Naanasin – ‘XX’ Review

Orlando producer Nannasin, from what can be gathered from his sparsely documented fan page on Facebook and his sparse body of work, is either an extremely meticulous artist or simply biding his time. Without speculating on how his career might pan out, “XX,” his first official release, is a great way to start.
Most beat-tapes are crafted with a thematic model in mind, such as Chuck Inglish’s last tape “WRKING” being an exercise in mid-80s summer soundscapes. Naanasin opts to employ an eclectic array of genre styles ranging from jazz to UK drum and bass, all the while tweaking each template with enough verve and personality to craft a sumptuous and truly evolved sound. This is a hip hop beat session that lovingly intermingled with various schools of art in order to strengthen the core product.

While there is an apparent concept to the tape, these beats are compelling outside of any extra cohesive element. The intro “King of the Jungle” opens with ambient wildlife, interrupted by a pronounced live drum set a slightly ominous organ riff and intruding electronic drone. “Sunrise” alleviates the tension with MPC-style percussion, a vibrant bassline and this icy, phasing sample that flutters the eardrum incessantly.
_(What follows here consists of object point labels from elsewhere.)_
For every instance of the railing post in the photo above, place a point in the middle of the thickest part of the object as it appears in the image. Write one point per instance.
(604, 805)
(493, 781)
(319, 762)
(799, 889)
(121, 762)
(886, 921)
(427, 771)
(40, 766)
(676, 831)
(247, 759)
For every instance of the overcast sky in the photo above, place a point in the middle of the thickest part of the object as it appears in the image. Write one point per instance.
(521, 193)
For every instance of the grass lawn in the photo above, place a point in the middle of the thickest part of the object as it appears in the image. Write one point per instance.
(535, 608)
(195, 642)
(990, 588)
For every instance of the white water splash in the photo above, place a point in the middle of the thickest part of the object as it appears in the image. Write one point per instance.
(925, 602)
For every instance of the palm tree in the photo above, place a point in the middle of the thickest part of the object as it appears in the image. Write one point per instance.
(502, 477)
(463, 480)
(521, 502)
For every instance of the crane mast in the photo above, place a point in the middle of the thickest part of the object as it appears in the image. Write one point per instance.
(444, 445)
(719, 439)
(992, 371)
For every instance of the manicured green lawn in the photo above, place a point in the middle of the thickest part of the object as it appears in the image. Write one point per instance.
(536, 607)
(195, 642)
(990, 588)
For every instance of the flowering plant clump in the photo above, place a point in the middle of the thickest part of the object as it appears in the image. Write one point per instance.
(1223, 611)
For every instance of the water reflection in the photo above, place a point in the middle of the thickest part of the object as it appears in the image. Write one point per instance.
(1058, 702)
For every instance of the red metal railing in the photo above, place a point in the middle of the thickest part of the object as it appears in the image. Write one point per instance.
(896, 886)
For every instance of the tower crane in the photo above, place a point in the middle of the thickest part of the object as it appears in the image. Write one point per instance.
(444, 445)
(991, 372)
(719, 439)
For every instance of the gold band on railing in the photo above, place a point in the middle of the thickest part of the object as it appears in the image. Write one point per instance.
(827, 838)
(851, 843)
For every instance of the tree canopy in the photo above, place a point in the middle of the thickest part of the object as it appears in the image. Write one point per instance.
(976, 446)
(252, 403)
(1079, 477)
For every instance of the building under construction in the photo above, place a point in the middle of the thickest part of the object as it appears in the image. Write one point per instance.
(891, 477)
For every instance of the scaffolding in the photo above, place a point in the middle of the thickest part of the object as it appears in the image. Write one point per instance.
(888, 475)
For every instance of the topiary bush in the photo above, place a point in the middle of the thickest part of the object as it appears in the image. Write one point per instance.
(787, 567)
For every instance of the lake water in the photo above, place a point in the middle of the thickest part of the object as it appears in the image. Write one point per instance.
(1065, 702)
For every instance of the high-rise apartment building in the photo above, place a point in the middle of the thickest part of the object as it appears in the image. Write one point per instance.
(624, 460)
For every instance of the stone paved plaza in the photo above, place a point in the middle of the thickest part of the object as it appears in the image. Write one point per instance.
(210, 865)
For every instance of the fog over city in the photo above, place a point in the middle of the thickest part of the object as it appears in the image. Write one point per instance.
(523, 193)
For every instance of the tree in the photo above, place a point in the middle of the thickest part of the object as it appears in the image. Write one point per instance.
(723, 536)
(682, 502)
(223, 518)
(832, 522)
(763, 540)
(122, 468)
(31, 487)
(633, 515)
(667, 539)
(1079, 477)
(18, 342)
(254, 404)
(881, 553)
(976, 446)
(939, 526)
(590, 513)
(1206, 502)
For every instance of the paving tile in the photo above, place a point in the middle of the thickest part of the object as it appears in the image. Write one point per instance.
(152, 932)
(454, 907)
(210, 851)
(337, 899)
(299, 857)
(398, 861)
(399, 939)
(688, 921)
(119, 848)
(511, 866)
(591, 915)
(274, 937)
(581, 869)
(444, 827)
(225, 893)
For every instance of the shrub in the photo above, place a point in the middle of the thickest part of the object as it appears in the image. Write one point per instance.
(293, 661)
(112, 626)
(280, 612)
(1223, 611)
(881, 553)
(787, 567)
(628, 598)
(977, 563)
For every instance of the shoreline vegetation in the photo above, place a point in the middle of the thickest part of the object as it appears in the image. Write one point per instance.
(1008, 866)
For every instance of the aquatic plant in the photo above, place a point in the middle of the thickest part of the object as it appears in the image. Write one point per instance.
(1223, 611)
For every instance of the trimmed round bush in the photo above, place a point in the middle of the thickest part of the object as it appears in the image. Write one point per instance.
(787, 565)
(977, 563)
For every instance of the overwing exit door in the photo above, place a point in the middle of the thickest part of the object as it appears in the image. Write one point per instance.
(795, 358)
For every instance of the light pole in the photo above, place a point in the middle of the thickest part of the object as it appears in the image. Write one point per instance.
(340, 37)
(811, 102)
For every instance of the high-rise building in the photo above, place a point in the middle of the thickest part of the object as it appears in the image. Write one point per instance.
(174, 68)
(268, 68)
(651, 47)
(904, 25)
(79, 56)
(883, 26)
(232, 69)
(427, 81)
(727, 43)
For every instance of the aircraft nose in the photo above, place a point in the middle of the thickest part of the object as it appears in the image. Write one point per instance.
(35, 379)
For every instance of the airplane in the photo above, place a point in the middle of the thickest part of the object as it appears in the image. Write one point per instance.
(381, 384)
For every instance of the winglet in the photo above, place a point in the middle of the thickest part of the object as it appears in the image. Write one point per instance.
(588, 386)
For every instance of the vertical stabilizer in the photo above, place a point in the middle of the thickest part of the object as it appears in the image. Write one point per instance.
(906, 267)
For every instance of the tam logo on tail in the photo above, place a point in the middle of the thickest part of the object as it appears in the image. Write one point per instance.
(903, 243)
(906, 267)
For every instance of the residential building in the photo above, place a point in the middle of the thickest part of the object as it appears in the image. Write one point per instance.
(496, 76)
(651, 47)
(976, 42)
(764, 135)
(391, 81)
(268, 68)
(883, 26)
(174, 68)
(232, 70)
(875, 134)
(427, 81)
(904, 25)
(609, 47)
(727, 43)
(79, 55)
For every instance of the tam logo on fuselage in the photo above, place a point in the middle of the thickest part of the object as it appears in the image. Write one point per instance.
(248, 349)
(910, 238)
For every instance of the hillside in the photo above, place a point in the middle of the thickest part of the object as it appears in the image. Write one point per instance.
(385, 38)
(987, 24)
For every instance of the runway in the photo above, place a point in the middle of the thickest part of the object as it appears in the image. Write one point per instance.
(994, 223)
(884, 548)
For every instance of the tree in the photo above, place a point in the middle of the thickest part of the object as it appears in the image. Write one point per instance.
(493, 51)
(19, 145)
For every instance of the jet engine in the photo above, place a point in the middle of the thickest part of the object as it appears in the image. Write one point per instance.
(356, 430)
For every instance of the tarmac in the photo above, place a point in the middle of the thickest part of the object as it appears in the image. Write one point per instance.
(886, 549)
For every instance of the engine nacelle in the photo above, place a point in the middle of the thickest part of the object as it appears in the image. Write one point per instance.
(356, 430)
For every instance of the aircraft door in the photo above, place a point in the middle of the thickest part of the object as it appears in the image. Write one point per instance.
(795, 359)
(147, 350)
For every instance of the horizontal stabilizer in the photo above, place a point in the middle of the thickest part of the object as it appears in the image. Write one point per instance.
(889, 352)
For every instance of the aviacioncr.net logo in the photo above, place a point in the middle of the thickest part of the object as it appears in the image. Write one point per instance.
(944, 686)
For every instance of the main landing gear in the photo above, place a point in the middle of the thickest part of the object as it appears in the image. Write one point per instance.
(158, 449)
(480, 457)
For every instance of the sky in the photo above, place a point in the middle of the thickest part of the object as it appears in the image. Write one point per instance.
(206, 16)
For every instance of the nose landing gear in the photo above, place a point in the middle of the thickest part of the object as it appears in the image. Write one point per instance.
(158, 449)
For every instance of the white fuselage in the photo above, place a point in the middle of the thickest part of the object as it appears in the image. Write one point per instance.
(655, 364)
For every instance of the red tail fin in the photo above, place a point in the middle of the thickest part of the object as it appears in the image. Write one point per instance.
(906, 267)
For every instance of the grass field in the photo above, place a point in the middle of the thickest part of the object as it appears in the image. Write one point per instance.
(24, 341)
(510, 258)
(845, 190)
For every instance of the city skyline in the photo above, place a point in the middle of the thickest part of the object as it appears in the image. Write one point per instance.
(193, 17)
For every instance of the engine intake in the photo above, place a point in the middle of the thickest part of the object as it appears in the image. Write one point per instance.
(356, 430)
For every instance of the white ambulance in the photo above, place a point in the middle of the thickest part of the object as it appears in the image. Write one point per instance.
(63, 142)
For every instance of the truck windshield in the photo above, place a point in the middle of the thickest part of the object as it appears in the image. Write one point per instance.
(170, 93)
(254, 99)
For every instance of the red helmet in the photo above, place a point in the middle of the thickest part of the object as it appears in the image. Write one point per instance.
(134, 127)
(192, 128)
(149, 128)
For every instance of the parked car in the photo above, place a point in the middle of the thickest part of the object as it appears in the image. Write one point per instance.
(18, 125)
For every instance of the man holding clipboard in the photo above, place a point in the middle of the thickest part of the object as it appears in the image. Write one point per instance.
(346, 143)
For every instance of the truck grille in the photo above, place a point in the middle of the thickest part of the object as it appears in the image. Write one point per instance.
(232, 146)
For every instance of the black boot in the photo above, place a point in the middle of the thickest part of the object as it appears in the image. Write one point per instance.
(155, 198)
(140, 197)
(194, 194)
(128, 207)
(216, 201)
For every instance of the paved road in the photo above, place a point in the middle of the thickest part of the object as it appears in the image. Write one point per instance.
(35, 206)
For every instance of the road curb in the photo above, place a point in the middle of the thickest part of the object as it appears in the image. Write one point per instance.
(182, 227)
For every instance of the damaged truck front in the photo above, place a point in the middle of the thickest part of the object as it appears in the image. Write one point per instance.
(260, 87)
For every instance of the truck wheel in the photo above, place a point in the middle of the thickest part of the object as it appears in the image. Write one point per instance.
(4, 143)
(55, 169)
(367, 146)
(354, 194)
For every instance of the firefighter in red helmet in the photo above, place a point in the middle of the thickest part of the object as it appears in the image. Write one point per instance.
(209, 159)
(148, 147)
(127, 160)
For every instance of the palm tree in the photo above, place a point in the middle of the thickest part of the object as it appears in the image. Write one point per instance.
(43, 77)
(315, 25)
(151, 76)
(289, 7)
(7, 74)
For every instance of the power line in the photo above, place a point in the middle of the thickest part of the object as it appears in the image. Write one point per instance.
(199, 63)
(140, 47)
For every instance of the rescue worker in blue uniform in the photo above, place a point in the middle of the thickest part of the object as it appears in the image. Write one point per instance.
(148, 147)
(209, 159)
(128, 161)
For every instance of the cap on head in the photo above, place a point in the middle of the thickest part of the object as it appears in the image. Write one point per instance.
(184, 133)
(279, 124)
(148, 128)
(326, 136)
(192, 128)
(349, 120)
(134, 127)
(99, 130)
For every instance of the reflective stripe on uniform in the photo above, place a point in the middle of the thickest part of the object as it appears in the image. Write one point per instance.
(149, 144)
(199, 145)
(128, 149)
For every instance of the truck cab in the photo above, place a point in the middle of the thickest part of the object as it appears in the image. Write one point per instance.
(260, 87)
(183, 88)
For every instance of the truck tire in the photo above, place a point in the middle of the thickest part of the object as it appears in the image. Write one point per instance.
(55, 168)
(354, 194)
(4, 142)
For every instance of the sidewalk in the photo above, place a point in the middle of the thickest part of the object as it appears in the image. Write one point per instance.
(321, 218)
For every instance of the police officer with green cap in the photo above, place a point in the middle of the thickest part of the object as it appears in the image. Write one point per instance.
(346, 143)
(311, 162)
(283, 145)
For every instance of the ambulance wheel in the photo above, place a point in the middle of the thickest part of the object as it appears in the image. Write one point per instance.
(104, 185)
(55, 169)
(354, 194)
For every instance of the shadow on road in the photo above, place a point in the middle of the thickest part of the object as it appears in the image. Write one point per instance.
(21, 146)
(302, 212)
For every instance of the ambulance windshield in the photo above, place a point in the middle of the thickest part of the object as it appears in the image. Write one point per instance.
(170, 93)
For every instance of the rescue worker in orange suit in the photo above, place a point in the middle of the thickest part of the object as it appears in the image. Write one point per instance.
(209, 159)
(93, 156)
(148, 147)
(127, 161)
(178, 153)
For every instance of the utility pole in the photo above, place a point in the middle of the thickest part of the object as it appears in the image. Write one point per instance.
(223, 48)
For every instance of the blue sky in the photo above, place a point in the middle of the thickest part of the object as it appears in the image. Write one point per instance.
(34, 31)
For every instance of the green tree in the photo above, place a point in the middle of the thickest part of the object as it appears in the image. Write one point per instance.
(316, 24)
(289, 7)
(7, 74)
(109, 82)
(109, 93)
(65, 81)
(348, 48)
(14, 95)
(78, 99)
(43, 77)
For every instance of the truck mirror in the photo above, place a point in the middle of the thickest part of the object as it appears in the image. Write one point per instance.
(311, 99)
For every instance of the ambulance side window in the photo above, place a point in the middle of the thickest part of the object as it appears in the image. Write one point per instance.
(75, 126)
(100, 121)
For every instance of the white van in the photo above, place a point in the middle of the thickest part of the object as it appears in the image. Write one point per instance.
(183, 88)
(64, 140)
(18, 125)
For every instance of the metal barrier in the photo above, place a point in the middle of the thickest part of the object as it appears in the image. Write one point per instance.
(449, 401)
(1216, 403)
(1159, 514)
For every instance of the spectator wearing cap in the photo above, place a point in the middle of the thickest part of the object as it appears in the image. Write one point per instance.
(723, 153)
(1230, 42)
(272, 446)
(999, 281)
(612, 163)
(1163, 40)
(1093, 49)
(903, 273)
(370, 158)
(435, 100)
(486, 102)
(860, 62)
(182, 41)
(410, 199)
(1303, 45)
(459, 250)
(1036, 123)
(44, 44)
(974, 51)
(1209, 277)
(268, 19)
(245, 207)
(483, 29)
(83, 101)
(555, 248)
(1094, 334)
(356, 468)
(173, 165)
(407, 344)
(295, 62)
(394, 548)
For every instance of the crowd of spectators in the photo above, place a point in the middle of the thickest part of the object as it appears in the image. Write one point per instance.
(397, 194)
Naanasin’s take on Miami Bass in “Lets Be Free” could not be named any more appropriately, with the nonchalant snare-heavy percussion, disruptive electro and that glorious bass all waxing and waning in charge and intensity.

“The Hunt,” his attempt at a drum & bass style in a hip hop format, is one of the noticeable achievements of the beat-tape. It not only proves the amount of work Nannasin put in to create it within his own artistic design, but also the amount of responsibility he assumes in advancing hip hop as a genre. Sure, this song has a familiar set of tools, with its airy Gothic synths, crispy and lean drum breakdown and deep, guttural bass surging nonstop, but tools mean nothing until they are put to good use.

If anything can be said to its detriment, it might be the lack of an MC willing to spit on such superior and defined production. They might feel intimidated. But the time will come, as “XX” is experimental hip hop in a similar vein to Shabazz Palace’s “Black Up,” striving to break the blinged-out and weed-clouded confines of contemporary hip hop beatmaking for more creative pastures. Hopefully the wait is brief.